Rajasthan is often called a shopper's paradise. Rajasthan is famous for textiles, semi-precious stones and handicrafts. The attractive designs of jewellery and clothes are eye-catching and invite shoppers. Rajasthani furniture has intricate carvings and bright colours. Rajasthani handicrafts are in demand due to the intricate work on them. Above all, Rajasthan's shopping appeals to both tourists and people from other parts of India due to its cheap prices for quality goods.

The main religious festivals are Deepawali, Holi, Gangaur, Teej, Gogaji, Makar Sankranti and Janmashtami, as the main religion is Hinduism. Rajasthan's desert festival is celebrated with great zest and zeal. This festival is held once a year during winters. Dressed in brilliantly hued costumes, the people of the desert dance and sing haunting ballads of valor, romance and tragedy. There are fairs with snake charmers, puppeteers, acrobats and folk performers. Camels, of course, play a stellar role in this festival.

Flora and Fauna

Though a large percentage of the total area is desert, and even though there is little forest cover, Rajasthan has a rich and varied flora and fauna. The natural vegetation is classed as Northern Desert Thorn Forest (Champion 1936). These occur in small clumps scattered in a more or less open forms. Density and size of patches increase from west to east following the increase in rainfall.

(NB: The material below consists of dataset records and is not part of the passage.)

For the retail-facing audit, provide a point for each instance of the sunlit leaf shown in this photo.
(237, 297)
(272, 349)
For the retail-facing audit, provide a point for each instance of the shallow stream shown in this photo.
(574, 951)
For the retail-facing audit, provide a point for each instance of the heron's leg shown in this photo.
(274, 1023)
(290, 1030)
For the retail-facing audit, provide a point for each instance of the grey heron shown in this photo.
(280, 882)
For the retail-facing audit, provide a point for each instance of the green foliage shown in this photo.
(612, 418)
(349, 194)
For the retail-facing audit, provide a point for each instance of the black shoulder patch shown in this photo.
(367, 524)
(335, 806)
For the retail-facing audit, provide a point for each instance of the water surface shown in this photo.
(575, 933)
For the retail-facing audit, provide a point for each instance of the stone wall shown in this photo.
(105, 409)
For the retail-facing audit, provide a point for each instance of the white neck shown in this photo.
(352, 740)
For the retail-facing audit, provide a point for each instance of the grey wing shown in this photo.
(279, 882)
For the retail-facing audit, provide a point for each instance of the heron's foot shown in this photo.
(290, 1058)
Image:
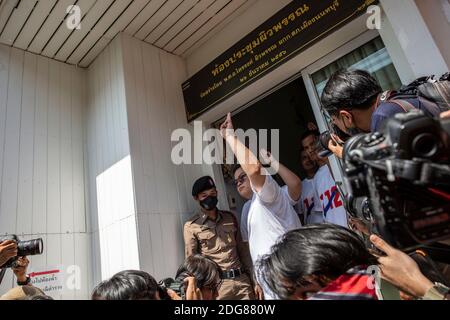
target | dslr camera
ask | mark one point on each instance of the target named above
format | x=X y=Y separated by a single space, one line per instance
x=178 y=285
x=24 y=248
x=398 y=180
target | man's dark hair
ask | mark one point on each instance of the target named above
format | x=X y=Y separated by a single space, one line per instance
x=127 y=285
x=308 y=133
x=323 y=250
x=236 y=167
x=350 y=89
x=202 y=268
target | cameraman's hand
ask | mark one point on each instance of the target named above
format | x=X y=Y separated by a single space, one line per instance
x=401 y=270
x=259 y=293
x=20 y=269
x=312 y=126
x=8 y=250
x=226 y=128
x=336 y=146
x=445 y=115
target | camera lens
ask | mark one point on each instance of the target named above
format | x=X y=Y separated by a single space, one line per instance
x=425 y=145
x=30 y=248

Some wildlife species, which are fast vanishing in other parts of India, are found in the desert in large numbers such as the Great Indian Bustard (Ardeotis nigriceps), the Blackbuck (Antilope cervicapra), the Indian Gazelle (Gazella bennettii) and the Indian Wild Ass.

The Desert National Park, Jaisalmer, spread over an area of 3162 km², is an excellent example of the ecosystem of the Thar Desert, and its diverse fauna. Great Indian Bustard, Blackbuck, chinkara, desert fox, Bengal fox, wolf, desert cat etc. can be easily seen here. Seashells and massive fossilized tree trunks in this park record the geological history of the desert. The region is a haven for migratory and resident birds of the desert. One can see many eagles, harriers, falcons, buzzards, kestrel and vultures. Short-toed Eagles (Circaetus gallicus), Tawny Eagles (Aquila rapax), Spotted Eagles (Aquila clanga), Laggar Falcons (Falco jugger) and kestrels are the commonest of these.

Tal Chhapar Sanctuary is a very small sanctuary in Churu District, 210 km from Jaipur, in the Shekhawati region. This sanctuary is home to a large population of graceful Blackbuck. Desert Fox and desert cat can also be spotted along with typical avifauna such as partridge and sand grouse.